FOR MORE INFORMATION ON THIS PRESS RELEASE PLEASE CONTACT KERRY BEADLING, HEAD OF COMMUNICATIONS, ON 02476 967597
NOTES TO EDITORS
An update will be given early next week if there is any change and the website will be updated.
Mike Weinbren, Director of Infection Prevention and Control at UHCW NHS Trust: “This virus is a common bug out in the community.
“As these babies are more likely to be susceptible to most infections anyway it is the most sensible and responsible decision to temporarily shut the unit while we continue to monitor the situation.”

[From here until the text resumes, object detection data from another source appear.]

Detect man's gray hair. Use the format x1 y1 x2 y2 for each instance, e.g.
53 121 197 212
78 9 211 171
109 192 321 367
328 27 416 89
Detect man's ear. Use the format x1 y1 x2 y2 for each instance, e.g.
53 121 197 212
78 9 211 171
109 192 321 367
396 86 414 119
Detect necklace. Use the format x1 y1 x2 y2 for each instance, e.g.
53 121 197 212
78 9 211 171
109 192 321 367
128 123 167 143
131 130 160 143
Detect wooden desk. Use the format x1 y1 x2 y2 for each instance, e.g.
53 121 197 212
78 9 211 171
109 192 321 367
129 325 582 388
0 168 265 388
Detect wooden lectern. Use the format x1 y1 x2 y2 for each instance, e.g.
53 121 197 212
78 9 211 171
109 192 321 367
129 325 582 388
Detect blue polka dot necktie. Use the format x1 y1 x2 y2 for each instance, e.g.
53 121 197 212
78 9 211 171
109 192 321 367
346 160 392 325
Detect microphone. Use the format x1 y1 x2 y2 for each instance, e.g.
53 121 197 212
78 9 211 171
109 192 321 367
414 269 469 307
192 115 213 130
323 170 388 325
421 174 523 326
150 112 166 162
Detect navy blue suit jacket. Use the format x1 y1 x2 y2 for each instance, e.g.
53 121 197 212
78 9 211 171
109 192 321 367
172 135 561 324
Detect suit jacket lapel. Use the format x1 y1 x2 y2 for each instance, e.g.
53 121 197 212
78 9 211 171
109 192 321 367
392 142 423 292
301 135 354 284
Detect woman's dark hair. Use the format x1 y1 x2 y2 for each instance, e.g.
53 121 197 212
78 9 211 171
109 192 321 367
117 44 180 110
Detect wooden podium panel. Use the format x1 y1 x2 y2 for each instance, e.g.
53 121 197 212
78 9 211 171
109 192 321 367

The parainfluenza virus is the most common virus that causes croup. Three different strains of the virus are responsible for around 80% of croup cases. These are:
- parainfluenza I
- parainfluenza II
- parainfluenza III
Parainfluenza I is the strain responsible for most cases of croup and cold-type symptoms.
The virus can be transmitted through close contact with people who are infected and through infected objects and surfaces. As with many viruses, the parainfluenza virus is often spread when someone who is infected coughs or sneezes and the infected droplets are breathed in.